Natural Language Processing

Sentiment Analysis Using NLTK

The Modules used for Basic Sentiment Analysis Project are:

Pandas - Data Munging, Reading / Writing Data Frames
NLTK - Natural Language Tool Kit- an open source library in Python for Natural Language Processing
RE - Regular Expression for text processing
Matplotlib - Plotting and Visualization
String - Dealing with String data

Using the Pre-Loaded data from NLTK

from nltk.corpus import twitter_samples

all_positive_tweets = twitter_samples.strings('positive_tweets.json')

all_negative_tweets = twitter_samples.strings('negative_tweets.json')

fig = plt.figure(figsize=(5, 5))

labels = 'Positives', 'Negative'

sizes = [len(all_positive_tweets), len(all_negative_tweets)]

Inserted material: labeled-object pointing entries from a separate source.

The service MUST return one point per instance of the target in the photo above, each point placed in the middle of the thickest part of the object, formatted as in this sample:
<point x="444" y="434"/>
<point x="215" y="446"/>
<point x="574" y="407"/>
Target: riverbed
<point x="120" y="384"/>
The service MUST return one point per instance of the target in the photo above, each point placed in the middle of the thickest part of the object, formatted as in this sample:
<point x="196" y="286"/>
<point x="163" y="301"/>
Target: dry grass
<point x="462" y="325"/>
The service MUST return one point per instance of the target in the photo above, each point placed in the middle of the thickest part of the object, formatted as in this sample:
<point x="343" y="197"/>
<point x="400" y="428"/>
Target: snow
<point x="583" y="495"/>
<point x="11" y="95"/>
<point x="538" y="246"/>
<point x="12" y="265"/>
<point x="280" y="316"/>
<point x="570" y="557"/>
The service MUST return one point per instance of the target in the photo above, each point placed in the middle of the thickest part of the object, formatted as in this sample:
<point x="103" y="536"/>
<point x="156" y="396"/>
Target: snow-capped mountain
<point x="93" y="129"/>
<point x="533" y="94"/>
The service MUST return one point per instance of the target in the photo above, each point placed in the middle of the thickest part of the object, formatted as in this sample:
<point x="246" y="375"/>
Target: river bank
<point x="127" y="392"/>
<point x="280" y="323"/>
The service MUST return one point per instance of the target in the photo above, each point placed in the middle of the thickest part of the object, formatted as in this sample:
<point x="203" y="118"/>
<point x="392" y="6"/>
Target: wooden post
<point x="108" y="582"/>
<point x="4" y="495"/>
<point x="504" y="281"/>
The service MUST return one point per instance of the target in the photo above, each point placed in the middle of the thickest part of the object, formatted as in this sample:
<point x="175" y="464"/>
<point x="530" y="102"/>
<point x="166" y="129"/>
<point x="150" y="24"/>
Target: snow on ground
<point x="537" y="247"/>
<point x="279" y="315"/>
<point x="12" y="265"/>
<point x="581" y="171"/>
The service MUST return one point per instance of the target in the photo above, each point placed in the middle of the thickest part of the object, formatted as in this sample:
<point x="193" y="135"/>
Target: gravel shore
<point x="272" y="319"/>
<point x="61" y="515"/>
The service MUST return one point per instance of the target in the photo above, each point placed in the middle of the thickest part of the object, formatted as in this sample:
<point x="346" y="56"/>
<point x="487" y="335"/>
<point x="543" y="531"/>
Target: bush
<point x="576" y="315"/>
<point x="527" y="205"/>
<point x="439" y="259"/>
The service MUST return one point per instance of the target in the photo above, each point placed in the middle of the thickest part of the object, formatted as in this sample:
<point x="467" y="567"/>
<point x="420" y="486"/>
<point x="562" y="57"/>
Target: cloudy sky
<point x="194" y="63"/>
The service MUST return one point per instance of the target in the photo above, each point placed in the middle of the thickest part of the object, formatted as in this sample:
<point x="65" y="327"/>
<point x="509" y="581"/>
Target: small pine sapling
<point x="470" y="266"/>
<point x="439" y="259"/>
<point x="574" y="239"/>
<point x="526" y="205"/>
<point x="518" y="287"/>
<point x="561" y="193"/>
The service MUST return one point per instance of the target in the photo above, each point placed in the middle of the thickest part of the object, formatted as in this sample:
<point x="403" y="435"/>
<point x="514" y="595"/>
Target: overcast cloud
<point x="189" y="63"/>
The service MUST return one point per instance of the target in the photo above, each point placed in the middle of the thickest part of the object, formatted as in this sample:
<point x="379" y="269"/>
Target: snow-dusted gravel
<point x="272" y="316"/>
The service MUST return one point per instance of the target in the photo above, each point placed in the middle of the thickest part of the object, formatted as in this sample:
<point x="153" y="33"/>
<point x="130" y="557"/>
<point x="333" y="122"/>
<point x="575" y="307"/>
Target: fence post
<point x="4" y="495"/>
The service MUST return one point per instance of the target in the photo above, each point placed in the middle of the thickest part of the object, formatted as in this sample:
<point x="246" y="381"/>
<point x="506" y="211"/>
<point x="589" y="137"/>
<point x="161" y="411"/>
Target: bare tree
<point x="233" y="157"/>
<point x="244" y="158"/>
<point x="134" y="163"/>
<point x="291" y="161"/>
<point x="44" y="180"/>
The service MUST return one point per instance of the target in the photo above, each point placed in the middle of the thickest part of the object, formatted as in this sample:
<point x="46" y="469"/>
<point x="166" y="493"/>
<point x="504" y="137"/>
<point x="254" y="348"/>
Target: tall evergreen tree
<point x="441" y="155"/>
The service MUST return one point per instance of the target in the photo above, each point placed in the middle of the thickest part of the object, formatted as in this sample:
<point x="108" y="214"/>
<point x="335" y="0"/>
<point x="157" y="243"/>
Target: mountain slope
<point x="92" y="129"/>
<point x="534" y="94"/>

plt.pie(sizes, labels=labels, autopct='%1.1f%%', shadow=True, startangle=90)

plt.axis('equal')

plt.show()

Most of the data we receive in real world is dirty data. It needs lot of pre-processing and cleaning

Regular Expression are used to Pre-process the data:

from nltk.corpus import stopwords

from nltk.stem import PorterStemmer

from nltk.tokenize import TweetTokenizer

tweet2 = re.sub(r'^RT[\s]+', '', tweet)

tweet2 = re.sub(r'https?:\/\/.*[\r\n]*', '', tweet2)

tweet2 = re.sub(r'#', '', tweet2)

Tokenization

tokenizer = TweetTokenizer(preserve_case=False, strip_handles=True, reduce_len=True)

tweet_tokens = tokenizer.tokenize(tweet2)